People can freeze up, it happens to anyone! Dont let it get you depressed. Just dust yourself off and try again!

- the dreamer

Specializes in ER, ICU, Infusion, peds, informatics.

maybe your ci has forgotten what it is like to be a student?

when i first read your post, i wasn't very sympathetic. they really did seem, at first, to be "basics."

however, i changed my mind after i thought about it. i remember forgetting a few roller clamps on secondary meds. and i distinctly remember being afraid of/confused on piggy-backs when the patient didn't have maintenence fluids running. i remember hanging an antibiotic when in orientation with my preceptor. my preceptor was also the charge nurse, and while the antibiotic was running, something happened that caused the charge nurse to become "otherwise occupied." when the antibiotic was finished and started to beep, i didn't have a clue what to do, and i was very intimidated. i had to get another nurse on the unit to flush it for me.

some things that are second nature to experienced nurses are not so easy to students/new nurses, and we need to remember that.

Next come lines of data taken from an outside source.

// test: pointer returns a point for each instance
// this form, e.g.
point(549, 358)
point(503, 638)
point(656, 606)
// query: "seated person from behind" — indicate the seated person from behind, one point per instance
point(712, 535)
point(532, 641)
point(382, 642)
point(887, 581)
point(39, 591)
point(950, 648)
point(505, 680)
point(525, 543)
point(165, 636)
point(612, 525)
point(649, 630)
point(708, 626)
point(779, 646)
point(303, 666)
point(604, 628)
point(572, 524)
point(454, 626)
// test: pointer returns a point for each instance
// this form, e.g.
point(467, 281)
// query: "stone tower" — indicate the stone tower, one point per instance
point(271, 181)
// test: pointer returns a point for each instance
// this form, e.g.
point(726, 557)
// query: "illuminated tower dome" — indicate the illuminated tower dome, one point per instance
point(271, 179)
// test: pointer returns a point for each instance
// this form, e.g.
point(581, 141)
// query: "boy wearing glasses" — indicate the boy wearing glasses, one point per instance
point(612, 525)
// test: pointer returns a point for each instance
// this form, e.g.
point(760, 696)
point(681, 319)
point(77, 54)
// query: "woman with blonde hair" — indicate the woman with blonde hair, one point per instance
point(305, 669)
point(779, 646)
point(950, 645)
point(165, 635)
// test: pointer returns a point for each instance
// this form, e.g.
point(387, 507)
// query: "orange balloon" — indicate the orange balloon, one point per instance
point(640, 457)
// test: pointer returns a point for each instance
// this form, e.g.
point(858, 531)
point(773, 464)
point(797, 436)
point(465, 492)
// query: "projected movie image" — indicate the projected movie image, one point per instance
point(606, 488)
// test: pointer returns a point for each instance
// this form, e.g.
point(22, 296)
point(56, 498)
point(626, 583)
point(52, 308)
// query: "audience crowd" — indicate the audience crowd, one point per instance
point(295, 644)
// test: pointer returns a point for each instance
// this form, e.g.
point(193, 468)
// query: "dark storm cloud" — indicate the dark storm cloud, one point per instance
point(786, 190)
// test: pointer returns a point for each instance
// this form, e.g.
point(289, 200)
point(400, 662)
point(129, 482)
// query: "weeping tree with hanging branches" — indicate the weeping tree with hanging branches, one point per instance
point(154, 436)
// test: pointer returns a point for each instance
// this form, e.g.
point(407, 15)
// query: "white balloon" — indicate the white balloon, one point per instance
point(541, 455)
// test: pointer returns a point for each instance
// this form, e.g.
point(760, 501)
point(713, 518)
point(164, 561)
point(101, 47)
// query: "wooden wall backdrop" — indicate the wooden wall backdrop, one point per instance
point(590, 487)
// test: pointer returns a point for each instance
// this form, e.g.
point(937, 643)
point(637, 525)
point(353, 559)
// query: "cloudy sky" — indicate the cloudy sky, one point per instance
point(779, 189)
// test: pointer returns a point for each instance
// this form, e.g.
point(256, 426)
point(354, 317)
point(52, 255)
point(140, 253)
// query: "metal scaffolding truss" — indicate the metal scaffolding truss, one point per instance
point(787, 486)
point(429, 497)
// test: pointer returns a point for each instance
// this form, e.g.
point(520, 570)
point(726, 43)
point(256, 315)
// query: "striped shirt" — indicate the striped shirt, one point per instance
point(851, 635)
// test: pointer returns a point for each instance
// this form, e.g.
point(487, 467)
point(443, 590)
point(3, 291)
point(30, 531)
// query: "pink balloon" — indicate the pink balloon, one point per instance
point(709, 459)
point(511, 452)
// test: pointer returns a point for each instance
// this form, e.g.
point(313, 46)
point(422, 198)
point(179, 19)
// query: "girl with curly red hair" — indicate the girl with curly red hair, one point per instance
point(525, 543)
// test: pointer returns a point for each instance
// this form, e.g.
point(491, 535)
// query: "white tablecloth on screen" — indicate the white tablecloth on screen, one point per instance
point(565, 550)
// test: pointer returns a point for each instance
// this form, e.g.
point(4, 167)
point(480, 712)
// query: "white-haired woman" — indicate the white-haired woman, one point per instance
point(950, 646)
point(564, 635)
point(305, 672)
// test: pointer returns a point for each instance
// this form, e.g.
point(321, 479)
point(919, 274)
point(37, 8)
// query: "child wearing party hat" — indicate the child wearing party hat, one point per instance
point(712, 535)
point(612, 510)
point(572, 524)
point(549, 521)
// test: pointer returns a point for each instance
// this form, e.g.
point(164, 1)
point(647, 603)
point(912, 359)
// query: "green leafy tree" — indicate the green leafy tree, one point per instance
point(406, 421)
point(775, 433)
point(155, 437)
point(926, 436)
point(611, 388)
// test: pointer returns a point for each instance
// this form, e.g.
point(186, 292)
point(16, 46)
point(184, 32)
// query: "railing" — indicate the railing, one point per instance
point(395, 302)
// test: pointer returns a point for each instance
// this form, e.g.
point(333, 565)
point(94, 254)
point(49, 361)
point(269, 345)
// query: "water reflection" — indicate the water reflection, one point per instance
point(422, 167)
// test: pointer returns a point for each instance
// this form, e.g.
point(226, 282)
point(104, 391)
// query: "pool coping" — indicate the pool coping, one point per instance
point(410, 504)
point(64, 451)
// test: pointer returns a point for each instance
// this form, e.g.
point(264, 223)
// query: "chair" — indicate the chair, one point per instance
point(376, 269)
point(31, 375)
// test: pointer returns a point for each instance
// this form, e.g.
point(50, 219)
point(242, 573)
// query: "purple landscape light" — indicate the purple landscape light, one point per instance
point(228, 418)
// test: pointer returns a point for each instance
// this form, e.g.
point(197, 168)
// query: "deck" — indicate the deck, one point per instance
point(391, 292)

my primary job is inserting piccs. i was putting one into a patient a few weeks ago, and two students asked if they could watch. no problem -- i love to teach. i was setting everthing up, and the one student said to the other "wow -- look how comfortable she is with sterile technique." it made me laugh -- i've put in over 1,000 piccs. i certainly hope i'm comfortable with sterile technique by now! i'd be in big trouble if i wasn't. but poor sterile technique is something i got "dinged" on in nursing school. i failed the initial skills lab "sterile dressing change," and when i didn my "make up" in clinical, i didn't do well, either (my instructor made a whole list of things -- that i have since put out of my mind -- that i did wrong.) it is a wonder that i passed my second semester.

my point is that this was one day in your nursing career, and it is not necessarily representative of your abilities. some things take time to become second nature. practice as much as you can, and good luck.